As we begin 2013, its interesting to take a look back at 2012, the year in which, in so many ways, cloud computing broke. In 2012, we saw the expansion of cloud-based technologies for both businesses and consumers, the expansion of Amazon Web Services as the dominant public cloud provider, the entrance of other giants like HP and Google, and a broader emphasis in terms of internal adoption of cloud within businesses, all the way up to the enterprise.
Those may be the broad strokes of the past year, but drilling down a bit you see the stage being set for what could potentially be the year cloud came into its own. There will be many who believe that cloud broke a few years ago, but given the rate of change over the last year, the increased emphasis on cloud as the evolution of IT, and the explosion of cloud-related services and even false cloud products (hey, when people start faking something, you know its a big deal), 2012 really was the year for cloud.
Many of the road blocks — security, compliance, performance, and legacy applications — have both been addressed and remain, but are no longer unknonwns in a business-level conversation around moving to the cloud. In many ways the very nature of the cloud conversation has shifted from “why cloud” to “what kind of cloud works best for my business?”
This change carries with it a degree of nuance that will both spur the space towards greater innovation and variety, as well as provide those companies riding on coattails an opportunity to further obscure the lack of value they actually bring to client engagements.
But here are a few predictions we have going into 2013:
Private clouds won’t die: Many cloud pundits like to champion the public cloud, and while that may be an enterprise target in the broadest sense, public cloud is still years away from having the necessary tools and safety checks that companies with compliance requirements need.
Out-of-the-box solutions will proliferate, but only until a company realizes they’re no good: Tailoring cloud solutions will be the game in 2013, but most companies will still be buying the box solutions if they’re just beginning their cloud immersion. Your business isn’t the same as any other business, so why should the cloud you buy be the same as the cloud your competitor buys?
Cloud providers will be big in 2013: Because, really, why would you want to run all the different vendor relationships yourself? Also, MSPs will become the portals to the data center relationships businesses will want to leverage for broader strategic purposes.
Open source clouds will struggle: OpenStack (for example) will continue to lag in adoption behind AWS, Google, Microsoft and others in the mega public cloud race.

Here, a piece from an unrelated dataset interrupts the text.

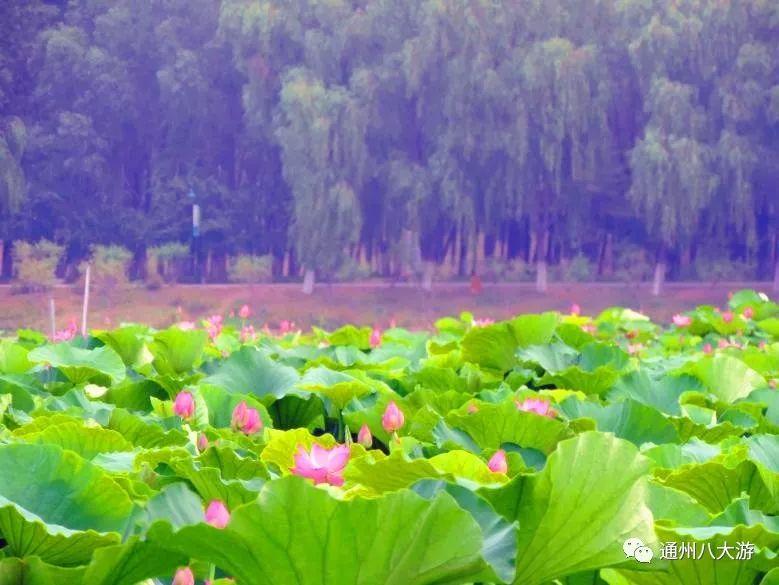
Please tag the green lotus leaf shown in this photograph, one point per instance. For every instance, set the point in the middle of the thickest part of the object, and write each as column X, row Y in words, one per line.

More CTOs and CIOs will be outward proponents for cloud services: As a merit badge or a check-and-pass-go necessity, more technical leaders and business heads will view the cloud as a reality of doing business rather than a service that may or may not be necessary, if only to stay current with their peers.
Hybrid will be the new private: Increasingly businesses will realize that cloud isn’t nearly as fun (or as beneficial) if they can’t simultaneously tap private AND public resources, or utilize dedicated internal and external resources, or achieve any of the other potential combinations that are encompassed by the term “hybrid” where cloud is concerned.